Why Middle-Class Americans Can't Afford to Live in Liberal Cities - testrun
http://www.theatlantic.com/business/archive/2014/10/why-are-liberal-cities-so-unaffordable/382045/

======
geebee
This was an interesting article. However, one thing that wasn't discussed is
the correlation between existing population density and resistance to new
construction. San Francisco is notoriously opposed to new construction, but it
does have relatively high population density by US standards. I'm not saying
that this means the opposition to new construction is justified, but I do
think we might want to investigate the possibility that population density may
play a bigger role than political liberalism.

This could be a difficult one to tease out, mainly because there aren't all
that many highly dense areas that lean heavily conservative in the the US. New
York, Boston, San Francisco, Washington, Seattle… they're pretty much all
liberal cities (as measured by percentage voting for Obama vs Romney).

------
api
Good economy, affordable housing, NIMBYism: pick two.

Liberal cities tend to be NIMBY cities -- there's a lot of zoning, an anti-
development mindset among many, and other restrictions on new construction.

These cities also tend to have good economies and high incomes.

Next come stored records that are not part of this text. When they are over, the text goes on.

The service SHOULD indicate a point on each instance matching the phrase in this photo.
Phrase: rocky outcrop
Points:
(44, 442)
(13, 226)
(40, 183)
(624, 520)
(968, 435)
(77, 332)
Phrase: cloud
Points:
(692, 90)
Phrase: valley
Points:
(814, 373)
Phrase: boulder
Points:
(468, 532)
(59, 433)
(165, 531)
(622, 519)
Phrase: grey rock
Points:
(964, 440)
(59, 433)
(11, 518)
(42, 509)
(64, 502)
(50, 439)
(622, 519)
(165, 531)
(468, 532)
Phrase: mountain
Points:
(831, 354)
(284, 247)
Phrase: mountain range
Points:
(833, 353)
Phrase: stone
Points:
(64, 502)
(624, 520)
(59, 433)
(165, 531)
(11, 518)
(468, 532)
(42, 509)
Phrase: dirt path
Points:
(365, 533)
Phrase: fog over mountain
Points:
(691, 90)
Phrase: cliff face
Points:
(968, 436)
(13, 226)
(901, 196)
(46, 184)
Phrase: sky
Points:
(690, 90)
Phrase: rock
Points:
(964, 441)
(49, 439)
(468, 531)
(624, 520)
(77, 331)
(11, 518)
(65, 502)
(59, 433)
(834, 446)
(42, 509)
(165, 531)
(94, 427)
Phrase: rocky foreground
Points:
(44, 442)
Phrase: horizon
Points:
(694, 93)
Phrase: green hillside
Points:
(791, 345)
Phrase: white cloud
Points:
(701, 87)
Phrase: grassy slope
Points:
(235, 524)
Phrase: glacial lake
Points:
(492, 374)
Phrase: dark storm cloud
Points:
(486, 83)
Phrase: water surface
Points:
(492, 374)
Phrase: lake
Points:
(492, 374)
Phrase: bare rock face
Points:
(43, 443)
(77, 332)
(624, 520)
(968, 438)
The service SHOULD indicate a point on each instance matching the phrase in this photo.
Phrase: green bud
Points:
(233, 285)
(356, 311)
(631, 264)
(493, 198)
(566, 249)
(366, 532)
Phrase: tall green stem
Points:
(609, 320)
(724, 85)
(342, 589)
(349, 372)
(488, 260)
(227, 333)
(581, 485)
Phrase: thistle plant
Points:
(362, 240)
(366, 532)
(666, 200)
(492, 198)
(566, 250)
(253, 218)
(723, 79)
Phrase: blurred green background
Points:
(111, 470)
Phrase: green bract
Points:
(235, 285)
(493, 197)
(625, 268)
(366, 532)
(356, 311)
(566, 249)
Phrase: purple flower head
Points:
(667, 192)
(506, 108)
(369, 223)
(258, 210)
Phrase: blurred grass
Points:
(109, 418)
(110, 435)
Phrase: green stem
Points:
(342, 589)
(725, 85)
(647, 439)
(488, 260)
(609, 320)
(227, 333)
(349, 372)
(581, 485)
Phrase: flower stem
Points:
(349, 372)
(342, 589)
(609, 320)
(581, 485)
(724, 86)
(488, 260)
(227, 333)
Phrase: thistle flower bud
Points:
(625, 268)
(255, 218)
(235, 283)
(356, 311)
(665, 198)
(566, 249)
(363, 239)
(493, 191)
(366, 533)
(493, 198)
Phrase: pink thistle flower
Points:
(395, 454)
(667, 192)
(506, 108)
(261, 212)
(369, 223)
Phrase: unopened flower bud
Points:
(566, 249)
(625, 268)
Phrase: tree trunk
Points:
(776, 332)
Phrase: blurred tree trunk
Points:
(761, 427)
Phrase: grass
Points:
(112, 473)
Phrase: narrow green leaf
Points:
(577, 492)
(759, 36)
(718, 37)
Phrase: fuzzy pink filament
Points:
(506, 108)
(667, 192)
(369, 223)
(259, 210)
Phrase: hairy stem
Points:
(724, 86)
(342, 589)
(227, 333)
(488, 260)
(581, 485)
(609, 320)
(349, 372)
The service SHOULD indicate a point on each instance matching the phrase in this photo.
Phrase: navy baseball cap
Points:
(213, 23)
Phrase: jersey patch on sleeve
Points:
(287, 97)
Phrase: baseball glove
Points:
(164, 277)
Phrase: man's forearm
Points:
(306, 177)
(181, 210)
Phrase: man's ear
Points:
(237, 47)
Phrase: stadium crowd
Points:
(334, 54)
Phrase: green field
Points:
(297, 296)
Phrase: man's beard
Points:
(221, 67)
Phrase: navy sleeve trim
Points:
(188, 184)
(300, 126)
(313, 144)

Constrained supply + increasing demand = exploding price. It's pretty simple.

Note the outlier: Orange County. It's got high income and is conservative (by
California standards), but it has a sort of peculiar NIMBYism of its own. A
lot of people in OC are opposed to "high density housing," and many of its
neighborhoods are very planned with newer and higher density construction
restricted. OC is the exception that proves the rule.